TD: It seemed like certain colors would coincide with the characters. Was that a conscious design issue?

JS: Yes. We wanted to stay away from the color white because I don’t find it that interesting. But we did have little elements of white linking the stories. We were trying to achieve one story even though there were multiple storylines what could be a visual element to reinforce that certain things happening in one characters life have a parallel in another characters life. We used props to reinforce that unity. That’s the challenge of multiple storyline pieces. You want to have a whole. People are used to seeing a movie that’s a complete movie not a bunch of separate movies. But by the same token, have each character individually express their unique storyline. So we used colors to achieve both of those things.

I know with Clea DuVall we gravitated toward golden colors for her because she’s a very warm kind of spiritual person and then she undergoes something and her palette shifts. They start to overlap a little bit.

TD: Why film in Manhattan?

JS: My sister and I lived there for a long-time and we were there obviously while we were writing the story, undergoing things that these characters went through. There’s something about a big city that speeds up this whole idea of karma. You’re very anonymous in a big city even though you’re surrounded by people. It’s weird. But then it seems like you always run into that one person you’re trying to avoid in a big city. I don’t know. I just think it’s a city that you are surrounded by other people but you start to become where you are living in a bubble and you’re surrounded by your own problems.

We did send a script to Dick Pope in London and he felt this was like London. We wanted to shoot it in New York. On a budget like this though we weren’t sure we would be able to shoot it there. There was some talk about having to shoot it in Toronto and my sister and I thought if had to do that we’re not going to pretend it’s in New York City. We were lucky we were able to do it in New York.
I think in addition to that, New York is an older city with a sense of history and place and when you go into some of these faces, courtrooms and diners and stuff, you get the feeling that these characters are just one of many who have gone through something.

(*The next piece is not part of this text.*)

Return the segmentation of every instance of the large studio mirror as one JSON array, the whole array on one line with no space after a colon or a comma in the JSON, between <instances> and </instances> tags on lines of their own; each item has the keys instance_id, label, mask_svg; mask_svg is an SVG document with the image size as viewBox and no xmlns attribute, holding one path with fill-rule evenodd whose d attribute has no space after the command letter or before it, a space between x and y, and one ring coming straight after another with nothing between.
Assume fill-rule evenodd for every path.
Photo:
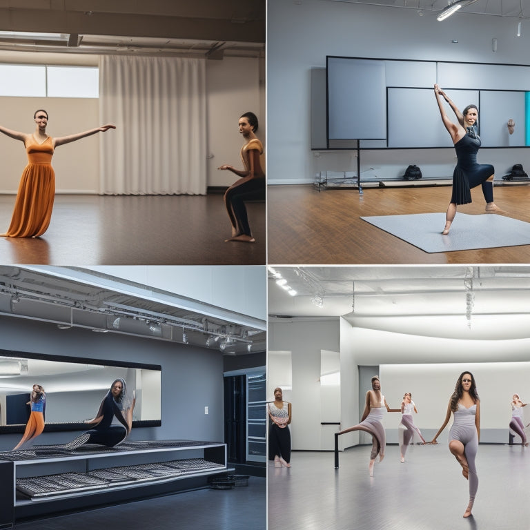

TD: Do you think fate had a hand in the making of the film?

JS: It sure did. I mean first of all, we were lucky to get all of these actors, to have them line up their schedules so perfectly. Because most of them were working on other projects so to be able to fit them all into the same film and have their schedules so perfectly lined up that was luck.

I think getting this group of people at this time was lucky. We also had to shoot this move at a time when I’ve never seen production so busy in New York City. It’s because there was a fear of a strike. Our financing fell through the day before we started shooting but we started shooting anyway thinking it’s a moving train. Money will come in somehow at the end of the week. It went like that on a daily basis. We didn’t know from one day to the next if we would be shooting.

So the fact that a lot of these people, once they had committed, they could have at any moment left and gone onto a movie shooting right down the street. And they went for weeks without getting paid. It was good fortune that they stayed with the project and believed in the movie and made it through to the end even though we lost money and got a week cut off of our schedule. I think fate is everybody started and got on this ride together and we were destined to make it through together, in spite of a lot of obstacles.